Die Yersiniose ist eine typische Faktorenkrankheit, d.h. es müssen bestimmte Faktoren zusammenkommen, damit die Erkrankung ausbricht. Sie tritt insbesondere bei einer Schwächung der Widerstandskraft, beispielsweise in lang andauernden Kälte- oder Nässeperioden und dadurch entstehender Nahrungsknappheit, Endoparasitenbefall oder Stress, bei Hasen daher vor allem im Winterhalbjahr auf.
Krankheitsbild
Kommt es bei einer Infektion mit Y. pseudotuberculosis zu einer bakteriellen Erregerstreuung (Sepsis) zeigen betroffene Tiere einen normalen Ernährungszustand, können jedoch leichte Allgemeinstörungen aufweisen. Diese Form der akuten Yersiniose ist recht selten.
Bei der Zerlegung zeigen sich unspezifische Symptome wie Milzschwellung, Schwellung von Darmlymphknoten sowie eine Entzündung des Darmtraktes.
Wesentlich häufiger ist die subakut bis chronische Verlaufsform, die nach ca. 8-10 Tagen manchmal jedoch auch erst nach einigen Wochen zum Tode führt. Chronisch erkrankte Hasen sind hochgradig geschwächt, magern stark ab und sind apathisch. Atembeschwerden und Durchfälle sowie Inkoordination und Lähmungen können vorkommen.
Beim Aufbruch zeigen sich vergrößerte Darmlymphknoten und stecknadelstich- bis erbsengroße, graue bis gelblich-weiße Knötchen, hauptsächlich in Leber und Milz, mit verkästem Inhalt. Auch lassen sich weißliche, hirsekorn- bis erbsengroße, z.T. ineinander übergehende Entzündungsherde in anderen Organen wie Haut oder Hoden beobachten. Bei den Knötchen bzw. Entzündungsherden handelt sich um eine pyogranulomatöse Entzündung. Diese erinnern an tuberkulöse Granulome, was zur Bezeichnung „Pseudotuberkulose“ geführt hat.
Feingeweblich setzen sich diese Entzündungen aus neutrophilen Granulozyten, Makrophagen, Lymphozyten, Plasmazellen sowie Plaque-artigen Bakterienkolonien zusammen.

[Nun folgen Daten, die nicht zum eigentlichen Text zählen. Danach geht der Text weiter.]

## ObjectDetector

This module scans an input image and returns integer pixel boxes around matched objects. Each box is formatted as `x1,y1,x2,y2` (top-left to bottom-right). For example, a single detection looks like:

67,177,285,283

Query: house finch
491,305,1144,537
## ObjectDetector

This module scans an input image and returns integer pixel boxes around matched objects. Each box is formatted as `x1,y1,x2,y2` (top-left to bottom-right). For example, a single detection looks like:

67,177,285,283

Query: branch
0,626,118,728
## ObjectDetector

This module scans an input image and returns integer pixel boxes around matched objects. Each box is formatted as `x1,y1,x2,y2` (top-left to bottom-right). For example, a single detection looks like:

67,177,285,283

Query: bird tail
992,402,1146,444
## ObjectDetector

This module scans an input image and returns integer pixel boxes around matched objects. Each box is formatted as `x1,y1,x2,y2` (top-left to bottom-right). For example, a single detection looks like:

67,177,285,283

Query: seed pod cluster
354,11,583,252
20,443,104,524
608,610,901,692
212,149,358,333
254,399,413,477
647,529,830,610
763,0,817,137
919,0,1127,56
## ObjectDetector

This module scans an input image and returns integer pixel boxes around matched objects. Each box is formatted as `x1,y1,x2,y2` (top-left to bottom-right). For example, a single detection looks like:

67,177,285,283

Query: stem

Obwohl die Organbefunde bei Pseudotuberkulose recht charakteristisch sind, müssen im Labor andere differentialdiagnostisch bedeutsame bakteriell bedingte Erkrankungen ausgeschlossen werden (Brucellose, Tularämie, Pasteurellose und Tuberkulose).
Untersuchungen im LAVES
Im Jahr 2014 wurden im Lebensmittel- und Veterinärinstitut Braunschweig/Hannover des LAVES 153 Hasen untersucht, von denen sich 41 Hasen als positiv erwiesen. Dabei handelte es sich 36 mal um eine Infektion mit Y. pseudotuberculosis, und vier mal um eine Ansteckung mit Y. enterocolitica.
Einer der Hasen wies interessanterweise eine selten vorkommende Doppelinfektion mit beiden Yersinien-Arten auf. Von zwölf untersuchten Wildkaninchen konnte 2014 bei einem Tier Y. pseudotuberculosis nachgewiesen werden. Bei den seit Jahresbeginn 2015 untersuchten 21 Hasen wurde bei sieben Tieren der Erreger Y. pseudotuberculosis nachgewiesen.